In 1935, medical historian Edward Frederick Hartung collated all of the symptoms Francis suffered after his time in Egypt and concluded that the affliction of the eyes from which Francis would suffer for the rest of his life was trachoma, which even today is the world’s most common infectious cause of blindness and endemic in Egypt since ancient times. Today, the disease can be treated (if caught early enough) with antibiotics; untreated, it causes constant discharge, with other symptoms similar to pinkeye. Blisters on the eyelids and their eventual inversion follow; the inversion causes constant abrasion by the eyelashes, which in turn causes ulceration of the corneas and ultimately blindness. Hartung’s diagnosis fits the symptoms described by Francis’s biographers well, but of course it is impossible to know for sure. In Francis’s day, trachoma was a chronic, painful, and debilitating disease for which there was no effective treatment: “for it St. Francis’ physicians applied eye bindings, salves, plasters and urina virginis pueri, the sovereign eye wash [of the time]. In final resort the doctors applied hot irons to the Saint’s face.”13 Hartung also speculated on the cause of Francis’s stigmata and death (see further below).

While the crusaders won the day at Damietta, they would not win the war. The Fifth Crusade ultimately saw the crusaders return home in shame, with nothing to show for their efforts and Damietta again in the hands of the infidel. Runciman, in his three-volume history of the Crusades, categorizes the Fifth among “Misguided Crusades.”

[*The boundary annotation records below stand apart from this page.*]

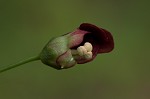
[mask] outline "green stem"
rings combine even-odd
[[[40,59],[39,56],[30,57],[26,60],[22,60],[22,61],[20,61],[16,64],[12,64],[12,65],[9,65],[8,67],[4,68],[4,69],[1,69],[0,73],[5,72],[5,71],[10,70],[10,69],[13,69],[13,68],[16,68],[20,65],[23,65],[23,64],[26,64],[26,63],[29,63],[29,62],[32,62],[32,61],[39,60],[39,59]]]

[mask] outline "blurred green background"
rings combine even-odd
[[[40,61],[0,74],[0,99],[150,99],[150,1],[0,0],[0,68],[89,22],[115,49],[58,71]]]

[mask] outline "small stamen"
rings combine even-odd
[[[93,49],[92,44],[86,42],[83,46],[79,46],[76,50],[71,50],[71,53],[74,59],[79,59],[81,57],[85,59],[91,59],[93,55],[92,49]]]

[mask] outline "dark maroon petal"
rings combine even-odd
[[[98,53],[107,53],[113,50],[114,40],[110,32],[105,29],[99,28],[93,24],[83,23],[79,27],[80,30],[88,31],[94,37],[93,41],[98,44]],[[95,49],[95,50],[97,50]]]

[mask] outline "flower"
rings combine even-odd
[[[82,23],[74,32],[51,39],[43,48],[41,61],[56,69],[92,61],[98,54],[114,48],[110,32],[93,24]]]

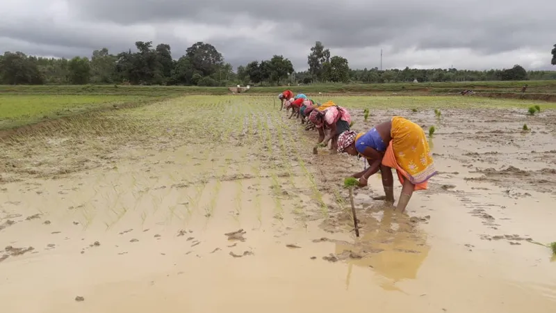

Following Francis’s time in Damietta and before he returned to Acre, there is a gap in the records. No one knows where he was or how he spent his time; perhaps lying sick somewhere in the Middle East between the two cities, perhaps journeying to sites in the Holy Land. Even today, following the Franciscan mission to Acre led by Elias and Francis’s time in Egypt and Syria, the Franciscans retain a special right of access to and care of Christian sites in the Holy Land.